When a TypeScript error occurs (e.g. d2ad278), the ​job fails as expected:

And the errors are annotated in the PR:

This is in contrast with PHPStan's analysis which does _not_ fail its job when there are errors, but instead the errors are annotated as warnings.

I think this is fine given that TypeScript checking is being incrementally added to files on an opt-in basis. (Personally I would have wanted PHPStan errors to also cause jobs to fail with error annotations.)

[westonruter]

​PR is ready for review.

Also, running npx grunt precommit:js with d2ad278 staged:

...

[westonruter]

In 61830:

Build/Test Tools: Integrate TypeScript into the core development workflow.

This introduces a new GitHub Action workflow for JavaScript type checking, mirroring the implementation for PHPStan in #61175. It also adds a typecheck:js Grunt task and includes it in the precommit:js task list.
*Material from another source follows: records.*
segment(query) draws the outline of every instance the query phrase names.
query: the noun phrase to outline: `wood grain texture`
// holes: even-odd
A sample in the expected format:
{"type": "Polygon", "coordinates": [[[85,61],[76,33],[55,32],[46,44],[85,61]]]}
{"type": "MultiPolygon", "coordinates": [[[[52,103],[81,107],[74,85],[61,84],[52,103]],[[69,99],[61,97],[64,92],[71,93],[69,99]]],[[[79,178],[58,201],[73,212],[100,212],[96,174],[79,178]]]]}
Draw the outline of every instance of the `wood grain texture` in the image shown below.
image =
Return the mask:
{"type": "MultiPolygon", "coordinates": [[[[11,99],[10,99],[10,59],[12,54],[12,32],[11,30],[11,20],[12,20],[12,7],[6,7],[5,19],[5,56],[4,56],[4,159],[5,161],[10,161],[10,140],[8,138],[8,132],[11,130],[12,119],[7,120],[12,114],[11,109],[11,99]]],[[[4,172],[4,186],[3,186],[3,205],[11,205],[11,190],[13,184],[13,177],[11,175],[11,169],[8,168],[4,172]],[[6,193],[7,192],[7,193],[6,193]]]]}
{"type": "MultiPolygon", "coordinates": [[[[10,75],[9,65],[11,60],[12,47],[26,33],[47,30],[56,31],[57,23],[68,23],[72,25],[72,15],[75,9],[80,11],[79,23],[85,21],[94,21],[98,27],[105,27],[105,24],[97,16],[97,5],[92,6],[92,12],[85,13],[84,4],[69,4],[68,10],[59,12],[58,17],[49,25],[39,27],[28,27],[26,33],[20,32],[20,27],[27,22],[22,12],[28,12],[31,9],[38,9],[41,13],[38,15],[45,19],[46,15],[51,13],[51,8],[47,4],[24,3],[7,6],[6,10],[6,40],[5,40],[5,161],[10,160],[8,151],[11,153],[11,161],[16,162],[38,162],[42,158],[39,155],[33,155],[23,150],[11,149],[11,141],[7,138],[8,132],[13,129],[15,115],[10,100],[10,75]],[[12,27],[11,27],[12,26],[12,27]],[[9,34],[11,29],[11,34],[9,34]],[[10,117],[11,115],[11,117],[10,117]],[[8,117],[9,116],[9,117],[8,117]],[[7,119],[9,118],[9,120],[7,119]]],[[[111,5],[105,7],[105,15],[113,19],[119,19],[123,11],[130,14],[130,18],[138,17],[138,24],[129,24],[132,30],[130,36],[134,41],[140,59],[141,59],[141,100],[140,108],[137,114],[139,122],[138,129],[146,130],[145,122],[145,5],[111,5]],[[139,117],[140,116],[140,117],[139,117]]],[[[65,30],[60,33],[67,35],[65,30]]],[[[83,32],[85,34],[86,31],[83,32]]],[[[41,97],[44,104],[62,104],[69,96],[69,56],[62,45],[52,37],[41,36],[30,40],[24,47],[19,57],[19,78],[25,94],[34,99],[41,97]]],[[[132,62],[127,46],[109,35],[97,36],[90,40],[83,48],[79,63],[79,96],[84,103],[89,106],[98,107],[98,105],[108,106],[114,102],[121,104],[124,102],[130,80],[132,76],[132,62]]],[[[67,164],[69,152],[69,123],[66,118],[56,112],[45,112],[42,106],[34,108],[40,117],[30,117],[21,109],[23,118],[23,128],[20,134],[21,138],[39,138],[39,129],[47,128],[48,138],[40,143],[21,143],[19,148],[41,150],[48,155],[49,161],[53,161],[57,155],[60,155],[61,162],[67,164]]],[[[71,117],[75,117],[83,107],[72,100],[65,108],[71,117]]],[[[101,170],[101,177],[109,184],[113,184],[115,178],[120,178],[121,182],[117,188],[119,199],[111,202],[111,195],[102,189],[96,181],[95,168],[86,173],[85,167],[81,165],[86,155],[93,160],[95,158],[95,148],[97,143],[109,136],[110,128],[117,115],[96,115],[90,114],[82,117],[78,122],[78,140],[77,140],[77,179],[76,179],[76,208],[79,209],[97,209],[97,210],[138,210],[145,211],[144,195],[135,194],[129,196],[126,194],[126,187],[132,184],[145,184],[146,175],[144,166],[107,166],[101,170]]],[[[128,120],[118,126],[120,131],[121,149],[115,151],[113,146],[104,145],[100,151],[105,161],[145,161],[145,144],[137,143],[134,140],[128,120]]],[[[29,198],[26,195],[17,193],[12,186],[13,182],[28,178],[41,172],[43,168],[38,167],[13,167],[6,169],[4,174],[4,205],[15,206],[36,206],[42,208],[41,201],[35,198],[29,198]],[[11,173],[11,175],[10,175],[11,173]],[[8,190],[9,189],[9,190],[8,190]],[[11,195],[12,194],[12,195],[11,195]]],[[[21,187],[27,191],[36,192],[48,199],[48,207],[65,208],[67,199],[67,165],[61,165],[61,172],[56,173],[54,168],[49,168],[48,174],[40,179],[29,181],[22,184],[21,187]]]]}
Only files related to the code editor are initially checked with TypeScript, with the expectation that additional files will be added to the files list in tsconfig.json as a part of ongoing maintenance work, for example #64238 and #64226.

Developed in ​https://github.com/WordPress/wordpress-develop/pull/11131

Follow up to r61699, r61800, r61539.

Props westonruter, jonsurrell.
See #61175, #64661, #48456.
Fixes #64662.

[desrosj]

Thanks for this, everyone!

I have a few small points of feedback for a follow up commit. Can the reusable workflow file be renamed to include a -v1 suffix? Initially only the PHPUnit reusable workflow contained the -v1 suffix, but all new ones introduced since then have included it.

I know it's inconsistent, but I would like to update all the others eventually. It's just a pain to backport to every single branch calling the file. I do plan to try and tackle that the next time a given workflow requires a new -v2 file.

It just makes it more apparent which one is the most recent. It's reasonable to assume that the file without any suffix is the current or active version and all with a suffix are old.

( github.event_name == 'pull_request' && github.actor != 'dependabot[bot]' )

Can we remove the dependabot check here? The bot was deactivated in [61049] because it stopped working when GitHub switched over to their new runner architecture, and all bot specific checks were removed in [61050].

If we ever decide to try and get that working again, we can re-add this check with the others.

[westonruter]

@desrosj Would this also apply to the new PHPStan reusable workflow .github/workflows/reusable-phpstan-static-analysis.yml added in #61175?

Trac ticket: https://core.trac.wordpress.org/ticket/64662

• Add -v1 suffix to reusable workflows for JavaScript type checking and PHPStan analysis: This follows the established convention of including a version suffix for reusable workflow files, ensuring consistency with other workflows like PHPUnit.
• Remove Dependabot exclusion from type checking workflows: Since Dependabot was deactivated in b60c06c67e4a5a2b1351cb8bb54ed4cdd2e8e49e and other bot-specific checks were removed in 26230c33261cf559907a90547b4827ea66ff9f30, this exclusion is no longer necessary.

## Use of AI Tools

Feedback from @desrosj fed into Gemini CLI to implement.